Frankly, I was not looking forward to seeing "The Laramie Project" Saturday night. I'd read about the gruesome story. The thought of reliving my initial shock and disgust was little incentive and I was regretting missing the IU Ballet in the Musical Arts Center just up the street from the theatre. I still regret the ballet, but I'm awfully glad that I saw "The Laramie Project."

Live theatre can move me in a way that no other art form does. During the production I came to really feel, as well as think, about how much the people of Laramie are like people that I know, even people like me. The ways in which they grappled with the crime, the arguments that came out about just who was to blame were all familiar. Was it just two local crazies? Was it the university for its tolerance? Was it Mathew's own fault? The understanding that came out of these and further insights in its emotional heft was new. Many of the characters in the play came to see that some of them actively, and most passively had a part of this awful crime. A few like the local catholic priest were able to articulate an intellectual and social position, for many the effects were marked, but less self-conscious.

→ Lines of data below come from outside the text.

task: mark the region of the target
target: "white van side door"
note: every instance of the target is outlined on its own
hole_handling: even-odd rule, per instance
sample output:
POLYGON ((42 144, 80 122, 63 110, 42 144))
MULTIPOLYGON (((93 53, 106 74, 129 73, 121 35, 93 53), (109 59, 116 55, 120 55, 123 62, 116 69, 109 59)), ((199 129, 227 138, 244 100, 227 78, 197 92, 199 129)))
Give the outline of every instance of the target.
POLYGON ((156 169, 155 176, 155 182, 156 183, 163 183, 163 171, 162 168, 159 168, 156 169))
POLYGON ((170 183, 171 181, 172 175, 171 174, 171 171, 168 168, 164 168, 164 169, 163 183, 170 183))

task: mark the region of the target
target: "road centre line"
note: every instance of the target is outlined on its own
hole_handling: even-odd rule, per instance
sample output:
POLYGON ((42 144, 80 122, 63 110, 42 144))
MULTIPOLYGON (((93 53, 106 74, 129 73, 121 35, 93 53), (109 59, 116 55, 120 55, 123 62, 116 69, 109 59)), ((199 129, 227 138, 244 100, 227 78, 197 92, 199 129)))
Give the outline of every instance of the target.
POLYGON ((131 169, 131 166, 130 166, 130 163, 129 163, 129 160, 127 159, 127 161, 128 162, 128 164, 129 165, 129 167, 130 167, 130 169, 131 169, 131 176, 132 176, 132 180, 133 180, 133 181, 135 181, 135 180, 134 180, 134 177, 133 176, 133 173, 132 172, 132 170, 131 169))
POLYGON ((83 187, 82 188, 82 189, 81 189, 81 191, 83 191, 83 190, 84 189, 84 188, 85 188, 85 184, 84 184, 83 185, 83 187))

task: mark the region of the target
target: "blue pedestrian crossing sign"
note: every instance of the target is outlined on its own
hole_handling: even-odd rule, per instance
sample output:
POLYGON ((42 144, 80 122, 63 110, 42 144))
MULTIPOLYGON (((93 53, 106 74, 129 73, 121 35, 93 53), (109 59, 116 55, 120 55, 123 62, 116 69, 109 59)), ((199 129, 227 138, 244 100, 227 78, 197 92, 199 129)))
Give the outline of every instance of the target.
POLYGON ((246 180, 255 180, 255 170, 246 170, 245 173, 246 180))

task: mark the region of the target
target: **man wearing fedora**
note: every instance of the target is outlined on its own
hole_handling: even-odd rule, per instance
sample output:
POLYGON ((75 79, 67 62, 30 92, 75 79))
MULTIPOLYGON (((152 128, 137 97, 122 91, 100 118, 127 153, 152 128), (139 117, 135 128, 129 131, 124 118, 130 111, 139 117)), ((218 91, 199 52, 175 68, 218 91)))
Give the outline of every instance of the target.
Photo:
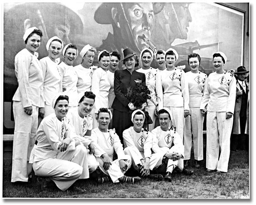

The IU Theatre's production of "The Laramie Project" directed by Lynn Perkins in the Wells-Metz Theatre is really quite an amazingly intricate and powerful telling of a complex tale. It plays in the evening through Saturday. On Saturday there is an additional matinee at two.

At least one church group will be coming to picket outside one of the performances. I wish that every church group in the area would come to sit inside and experience this truly involving, transcendent, thought provoking and yes, entertaining piece.